My problem is that if I run this MWE with MPI, the results are not consistent, although still good (in this case, in some other it might drift unexpectedly).

I still do not know how to implement this for multiple constants…

Do I have to define both forms like above (one with k as variable and one with k as fem.Constant)?

Thank you for any reply.

Still talking to myself, but it helps me think…

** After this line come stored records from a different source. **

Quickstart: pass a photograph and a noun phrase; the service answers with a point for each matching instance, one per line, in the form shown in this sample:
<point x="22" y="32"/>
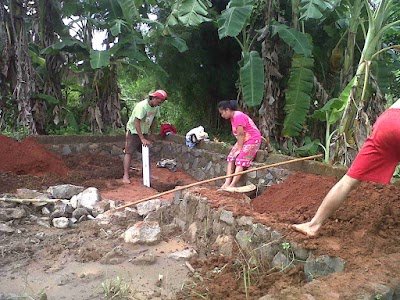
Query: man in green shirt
<point x="140" y="124"/>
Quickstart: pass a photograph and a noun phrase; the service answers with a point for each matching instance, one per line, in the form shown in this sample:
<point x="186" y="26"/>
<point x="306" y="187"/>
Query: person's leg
<point x="229" y="171"/>
<point x="236" y="178"/>
<point x="332" y="201"/>
<point x="127" y="164"/>
<point x="131" y="142"/>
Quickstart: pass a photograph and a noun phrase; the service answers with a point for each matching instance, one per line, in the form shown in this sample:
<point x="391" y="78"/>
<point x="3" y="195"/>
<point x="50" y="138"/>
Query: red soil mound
<point x="28" y="157"/>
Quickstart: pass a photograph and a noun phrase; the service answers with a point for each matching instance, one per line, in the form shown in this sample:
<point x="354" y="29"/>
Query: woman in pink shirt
<point x="248" y="140"/>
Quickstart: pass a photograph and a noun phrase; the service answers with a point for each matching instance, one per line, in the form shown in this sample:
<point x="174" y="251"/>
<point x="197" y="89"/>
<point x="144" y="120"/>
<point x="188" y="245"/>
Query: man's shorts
<point x="380" y="153"/>
<point x="133" y="143"/>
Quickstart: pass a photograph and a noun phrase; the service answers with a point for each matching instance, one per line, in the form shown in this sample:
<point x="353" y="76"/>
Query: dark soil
<point x="365" y="231"/>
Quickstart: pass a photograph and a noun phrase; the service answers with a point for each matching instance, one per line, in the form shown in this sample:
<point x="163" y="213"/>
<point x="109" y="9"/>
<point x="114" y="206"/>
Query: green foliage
<point x="17" y="134"/>
<point x="116" y="288"/>
<point x="308" y="147"/>
<point x="99" y="59"/>
<point x="189" y="13"/>
<point x="252" y="78"/>
<point x="300" y="85"/>
<point x="234" y="18"/>
<point x="315" y="9"/>
<point x="297" y="40"/>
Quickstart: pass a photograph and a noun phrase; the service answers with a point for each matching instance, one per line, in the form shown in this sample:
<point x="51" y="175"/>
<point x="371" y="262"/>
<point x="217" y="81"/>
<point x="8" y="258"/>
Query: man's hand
<point x="146" y="142"/>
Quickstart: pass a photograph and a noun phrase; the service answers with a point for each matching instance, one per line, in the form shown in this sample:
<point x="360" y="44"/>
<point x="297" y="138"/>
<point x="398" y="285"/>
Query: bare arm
<point x="152" y="126"/>
<point x="139" y="131"/>
<point x="240" y="138"/>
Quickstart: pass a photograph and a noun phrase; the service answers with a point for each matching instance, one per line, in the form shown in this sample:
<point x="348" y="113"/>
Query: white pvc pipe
<point x="146" y="165"/>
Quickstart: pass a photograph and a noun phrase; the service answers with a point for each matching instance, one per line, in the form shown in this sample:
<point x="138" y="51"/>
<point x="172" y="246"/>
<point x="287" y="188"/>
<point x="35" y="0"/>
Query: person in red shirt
<point x="376" y="162"/>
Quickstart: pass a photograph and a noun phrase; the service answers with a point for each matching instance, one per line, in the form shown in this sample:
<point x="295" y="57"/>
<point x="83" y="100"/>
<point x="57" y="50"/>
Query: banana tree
<point x="236" y="20"/>
<point x="355" y="124"/>
<point x="16" y="63"/>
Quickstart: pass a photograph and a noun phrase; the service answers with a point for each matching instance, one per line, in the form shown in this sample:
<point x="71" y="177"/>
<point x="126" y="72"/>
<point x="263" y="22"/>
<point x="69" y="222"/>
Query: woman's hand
<point x="236" y="153"/>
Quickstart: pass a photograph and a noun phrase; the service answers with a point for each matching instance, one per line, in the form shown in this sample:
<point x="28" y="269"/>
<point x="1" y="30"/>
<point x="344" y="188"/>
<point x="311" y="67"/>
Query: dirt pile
<point x="366" y="224"/>
<point x="28" y="157"/>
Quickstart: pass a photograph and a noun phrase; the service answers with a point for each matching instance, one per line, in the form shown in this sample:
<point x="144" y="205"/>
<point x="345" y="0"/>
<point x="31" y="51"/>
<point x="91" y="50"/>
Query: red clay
<point x="365" y="231"/>
<point x="28" y="157"/>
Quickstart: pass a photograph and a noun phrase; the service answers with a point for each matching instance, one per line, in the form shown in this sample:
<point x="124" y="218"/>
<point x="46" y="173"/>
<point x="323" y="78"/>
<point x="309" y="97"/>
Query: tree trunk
<point x="271" y="105"/>
<point x="25" y="82"/>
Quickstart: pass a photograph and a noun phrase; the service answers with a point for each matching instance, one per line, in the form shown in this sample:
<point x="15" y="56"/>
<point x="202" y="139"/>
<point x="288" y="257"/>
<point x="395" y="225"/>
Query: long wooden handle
<point x="217" y="178"/>
<point x="24" y="200"/>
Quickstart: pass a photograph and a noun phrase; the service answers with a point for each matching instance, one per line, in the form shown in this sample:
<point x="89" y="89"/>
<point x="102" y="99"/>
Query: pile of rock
<point x="60" y="206"/>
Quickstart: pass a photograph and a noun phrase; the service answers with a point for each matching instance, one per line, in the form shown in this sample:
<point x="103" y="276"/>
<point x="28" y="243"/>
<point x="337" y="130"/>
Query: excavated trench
<point x="245" y="245"/>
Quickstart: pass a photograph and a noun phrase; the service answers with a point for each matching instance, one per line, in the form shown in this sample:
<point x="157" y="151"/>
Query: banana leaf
<point x="233" y="19"/>
<point x="298" y="93"/>
<point x="252" y="78"/>
<point x="99" y="59"/>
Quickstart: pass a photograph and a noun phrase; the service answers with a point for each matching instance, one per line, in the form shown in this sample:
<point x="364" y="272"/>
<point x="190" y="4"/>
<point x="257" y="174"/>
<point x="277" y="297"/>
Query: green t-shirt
<point x="146" y="114"/>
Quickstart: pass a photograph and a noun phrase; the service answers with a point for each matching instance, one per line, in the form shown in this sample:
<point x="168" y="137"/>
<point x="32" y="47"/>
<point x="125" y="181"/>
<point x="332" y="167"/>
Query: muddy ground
<point x="365" y="232"/>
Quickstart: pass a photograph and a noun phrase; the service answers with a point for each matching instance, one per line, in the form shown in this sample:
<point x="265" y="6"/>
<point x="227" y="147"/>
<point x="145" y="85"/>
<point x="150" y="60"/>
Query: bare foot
<point x="306" y="228"/>
<point x="224" y="186"/>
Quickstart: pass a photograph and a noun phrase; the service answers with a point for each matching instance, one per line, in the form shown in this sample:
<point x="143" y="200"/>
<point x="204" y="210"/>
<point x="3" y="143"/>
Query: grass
<point x="116" y="288"/>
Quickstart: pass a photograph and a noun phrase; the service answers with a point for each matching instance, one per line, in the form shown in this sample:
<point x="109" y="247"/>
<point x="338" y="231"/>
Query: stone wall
<point x="205" y="161"/>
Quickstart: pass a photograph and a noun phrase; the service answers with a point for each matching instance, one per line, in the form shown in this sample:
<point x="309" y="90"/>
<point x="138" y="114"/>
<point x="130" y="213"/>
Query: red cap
<point x="159" y="94"/>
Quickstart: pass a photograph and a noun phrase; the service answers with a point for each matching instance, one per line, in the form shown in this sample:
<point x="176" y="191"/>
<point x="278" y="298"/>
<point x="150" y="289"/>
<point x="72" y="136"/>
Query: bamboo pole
<point x="24" y="200"/>
<point x="218" y="178"/>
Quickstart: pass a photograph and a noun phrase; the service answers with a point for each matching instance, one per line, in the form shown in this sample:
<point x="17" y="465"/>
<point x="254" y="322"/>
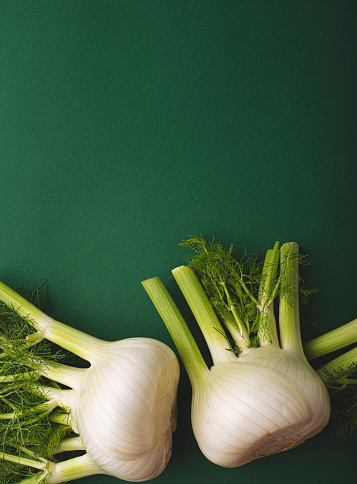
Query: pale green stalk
<point x="267" y="331"/>
<point x="289" y="320"/>
<point x="56" y="473"/>
<point x="70" y="444"/>
<point x="332" y="341"/>
<point x="181" y="335"/>
<point x="81" y="344"/>
<point x="204" y="314"/>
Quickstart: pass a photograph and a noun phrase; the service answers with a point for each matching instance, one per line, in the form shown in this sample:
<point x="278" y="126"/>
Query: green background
<point x="128" y="125"/>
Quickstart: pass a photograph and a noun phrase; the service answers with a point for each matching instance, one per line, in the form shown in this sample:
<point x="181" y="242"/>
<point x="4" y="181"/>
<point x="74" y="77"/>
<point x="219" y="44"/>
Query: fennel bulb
<point x="260" y="396"/>
<point x="120" y="411"/>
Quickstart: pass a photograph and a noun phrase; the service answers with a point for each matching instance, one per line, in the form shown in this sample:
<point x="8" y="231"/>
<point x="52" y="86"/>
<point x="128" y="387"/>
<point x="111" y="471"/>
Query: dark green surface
<point x="127" y="125"/>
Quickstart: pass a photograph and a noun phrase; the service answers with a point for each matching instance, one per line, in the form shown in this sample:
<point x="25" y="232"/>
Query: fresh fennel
<point x="261" y="396"/>
<point x="118" y="414"/>
<point x="339" y="375"/>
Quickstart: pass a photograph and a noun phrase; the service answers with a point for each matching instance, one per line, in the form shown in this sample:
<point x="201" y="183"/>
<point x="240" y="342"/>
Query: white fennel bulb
<point x="253" y="401"/>
<point x="121" y="409"/>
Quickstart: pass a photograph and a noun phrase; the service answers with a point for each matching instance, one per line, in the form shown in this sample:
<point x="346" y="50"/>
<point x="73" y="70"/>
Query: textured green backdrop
<point x="127" y="125"/>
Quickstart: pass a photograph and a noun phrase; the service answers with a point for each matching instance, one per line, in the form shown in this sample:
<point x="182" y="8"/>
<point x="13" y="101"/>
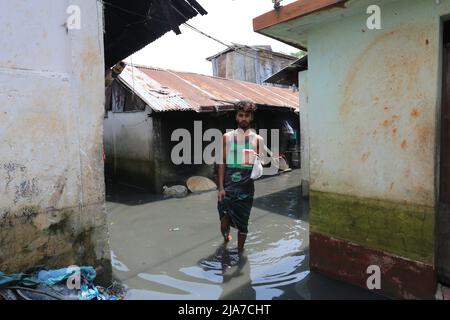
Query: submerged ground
<point x="172" y="248"/>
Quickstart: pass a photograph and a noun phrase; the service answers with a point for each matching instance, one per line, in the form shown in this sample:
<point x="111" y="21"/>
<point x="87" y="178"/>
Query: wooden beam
<point x="294" y="10"/>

This kind of does the job while being easy to use:

import dolfinx
import ufl
from dolfinx.mesh import CellType, create_rectangle
from dolfinx import fem, nls
from mpi4py import MPI
from petsc4py import PETSc
import numpy as np
import time

import dolfinx.nls.petsc
import dolfinx.fem.petsc

# mesh and function space
mesh = create_rectangle(MPI.COMM_WORLD, [[0, 0], [1, 1]], [64, 64], CellType.triangle)
V = fem.FunctionSpace(mesh, ("CG", 1))
u = fem.Function(V)
v = ufl.TestFunction(V)

# sensitivity will be calculated wrt this
k1_0 = np.full(5, 10.0)
k1 = fem.Constant(mesh, PETSc.ScalarType(k1_0))
k2_0 = np.full(2, 10.0)
k2 = fem.Constant(mesh, PETSc.ScalarType(k2_0))

dx = ufl.Measure("dx")
F = ufl.inner(ufl.grad(u), ufl.grad(v))*dx # heat equation
F += (sum(k1) + sum(k2))*v*dx # add source of heat

# boundary conditions
def left(x): return np.isclose(x[0], 0)

fdim = mesh.topology.dim - 1

u1 = fem.Function(V)
boundary_facets = dolfinx.mesh.locate_entities_boundary(mesh, fdim, left)
with u1.vector.localForm() as loc:
    loc.set(0)
bc1 = fem.dirichletbc(u1, dolfinx.fem.locate_dofs_topological(V, fdim, boundary_facets))

bcs = [bc1]

# solve the problem
problem = fem.petsc.NonlinearProblem(F, u, bcs)
nls_solver = nls.petsc.NewtonSolver(MPI.COMM_WORLD, problem)

J = ufl.inner(u, u)*dx

class AdjointDerivative:
    def __init__(self, form, controls, J, forward_solver, bcs=None):
        self.form = form
        self.controls = controls
        self.J = J
        self.J_form = fem.form(self.J)
        self.forward_solver = forward_solver
        self.vars = {}
        for control in self.controls:
            for i in range(len(control)):
                self.vars[control[i]] = ufl.variable(control[i])
        self.var_form = ufl.replace(self.form, self.vars)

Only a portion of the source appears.